D’ailleurs, moi et Tito, on se parle encore aujourd’hui. Il a fait son dernier combat récemment et je l’ai appelé ensuite.

 

La suite

 

J’ai fait mon nom avec ce combat. C’est la meilleure chose qui soit arrivé dans ma carrière. Non seulement d’avoir accepté ce combat, mais de l’avoir perdu de cette manière-là. Aujourd’hui, je vis cette vie grâce à ce duel contre Ortiz.
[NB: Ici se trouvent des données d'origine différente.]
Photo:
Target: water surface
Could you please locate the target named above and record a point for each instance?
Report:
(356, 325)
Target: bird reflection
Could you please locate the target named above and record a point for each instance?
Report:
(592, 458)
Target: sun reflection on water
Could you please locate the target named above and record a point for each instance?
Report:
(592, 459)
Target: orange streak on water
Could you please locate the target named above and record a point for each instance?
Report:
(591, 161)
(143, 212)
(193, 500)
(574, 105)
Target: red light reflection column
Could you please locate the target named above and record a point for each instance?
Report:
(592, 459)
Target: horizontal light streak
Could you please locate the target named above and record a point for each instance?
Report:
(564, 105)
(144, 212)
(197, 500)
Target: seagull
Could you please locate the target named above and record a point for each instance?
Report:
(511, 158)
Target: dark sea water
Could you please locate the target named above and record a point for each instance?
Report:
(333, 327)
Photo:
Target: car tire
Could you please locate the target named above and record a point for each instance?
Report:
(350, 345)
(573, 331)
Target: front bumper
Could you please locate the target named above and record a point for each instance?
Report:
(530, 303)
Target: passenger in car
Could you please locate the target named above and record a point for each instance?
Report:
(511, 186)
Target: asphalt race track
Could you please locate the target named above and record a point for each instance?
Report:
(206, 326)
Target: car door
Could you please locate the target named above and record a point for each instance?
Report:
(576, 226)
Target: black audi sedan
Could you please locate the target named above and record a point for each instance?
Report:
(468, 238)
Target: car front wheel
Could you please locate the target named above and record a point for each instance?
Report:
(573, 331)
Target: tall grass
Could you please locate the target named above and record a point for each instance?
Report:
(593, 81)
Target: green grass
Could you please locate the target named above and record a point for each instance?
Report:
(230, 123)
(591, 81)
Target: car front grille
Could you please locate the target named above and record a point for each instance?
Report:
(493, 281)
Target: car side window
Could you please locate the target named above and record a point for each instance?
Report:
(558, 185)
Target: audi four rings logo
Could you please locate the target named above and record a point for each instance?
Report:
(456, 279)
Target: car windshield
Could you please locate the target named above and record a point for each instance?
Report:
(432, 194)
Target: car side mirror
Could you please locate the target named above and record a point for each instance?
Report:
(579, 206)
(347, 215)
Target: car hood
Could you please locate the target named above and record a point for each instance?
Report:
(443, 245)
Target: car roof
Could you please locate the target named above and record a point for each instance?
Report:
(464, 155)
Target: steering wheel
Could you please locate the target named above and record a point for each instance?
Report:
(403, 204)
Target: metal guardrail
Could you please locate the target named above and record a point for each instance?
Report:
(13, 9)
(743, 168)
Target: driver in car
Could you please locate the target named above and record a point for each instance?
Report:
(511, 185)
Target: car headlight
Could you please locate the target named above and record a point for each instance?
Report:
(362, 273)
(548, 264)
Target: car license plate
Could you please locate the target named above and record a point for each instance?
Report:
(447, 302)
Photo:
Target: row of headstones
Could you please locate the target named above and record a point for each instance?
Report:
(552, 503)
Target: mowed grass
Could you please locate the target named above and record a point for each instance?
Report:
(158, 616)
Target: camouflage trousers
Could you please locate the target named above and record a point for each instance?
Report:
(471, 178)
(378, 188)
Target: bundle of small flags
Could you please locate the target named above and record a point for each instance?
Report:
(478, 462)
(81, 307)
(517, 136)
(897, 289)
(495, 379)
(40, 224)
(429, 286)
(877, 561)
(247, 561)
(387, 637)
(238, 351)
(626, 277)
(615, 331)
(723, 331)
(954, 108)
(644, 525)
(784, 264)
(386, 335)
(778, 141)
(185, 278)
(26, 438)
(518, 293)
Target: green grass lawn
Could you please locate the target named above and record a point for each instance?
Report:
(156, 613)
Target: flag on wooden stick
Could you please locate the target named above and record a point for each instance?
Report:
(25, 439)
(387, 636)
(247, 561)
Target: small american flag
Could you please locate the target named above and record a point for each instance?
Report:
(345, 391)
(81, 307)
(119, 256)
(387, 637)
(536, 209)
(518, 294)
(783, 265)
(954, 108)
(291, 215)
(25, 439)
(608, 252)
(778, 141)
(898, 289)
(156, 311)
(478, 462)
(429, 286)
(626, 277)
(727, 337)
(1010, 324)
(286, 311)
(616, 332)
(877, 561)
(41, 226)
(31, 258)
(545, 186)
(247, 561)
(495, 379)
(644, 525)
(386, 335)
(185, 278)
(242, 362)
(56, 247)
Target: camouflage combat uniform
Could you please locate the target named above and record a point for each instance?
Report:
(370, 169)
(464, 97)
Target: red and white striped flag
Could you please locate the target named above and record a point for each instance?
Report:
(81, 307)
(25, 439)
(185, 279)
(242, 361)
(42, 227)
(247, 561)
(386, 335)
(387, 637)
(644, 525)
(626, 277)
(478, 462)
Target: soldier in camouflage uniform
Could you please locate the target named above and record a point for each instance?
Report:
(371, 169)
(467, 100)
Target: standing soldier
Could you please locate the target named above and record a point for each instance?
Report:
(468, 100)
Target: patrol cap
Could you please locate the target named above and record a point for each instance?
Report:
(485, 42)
On a été assez opportunistes. J’ai perdu et c’est la meilleure chose qui me soit arrivé.

Après la combat, on savait qui j’étais. Encore aujourd’hui, quand on me présente, il y a des images de ce combat-là : la fois où j’ai fait la distance contre celui qui était au sommet.

Je n’ai pas eu le temps d’être nerveux. Ils m’ont appelé, j’ai pris l’avion et trois jours plus tard je me battais. Je n’ai pas eu le temps de penser que j’affrontais Tito Ortiz. Si j’avais eu un mois pour y penser tous les jours, ça aurait été pas mal différent. Je n’ai pas eu le temps de me perdre dans mes pensées.

Je considère que ce combat-là est le début de ma carrière. Sans ce combat-là, je ne sais pas ce que je ferais dans la vie aujourd’hui.

J’ai peut-être perdu le combat… mais j’ai gagné la soirée.

 

***Patrick Côté détient une fiche de 24-10-0. Il a d’ailleurs gagné 6 de ses 8 derniers combats dans l’UFC. À 36 ans, celui qui est aussi l’auteur du livre Tout est possible! et analyste d’arts martiaux mixtes à RDS et au 91.9 Sports vient de signer un contrat de 4 combats avec l’UFC.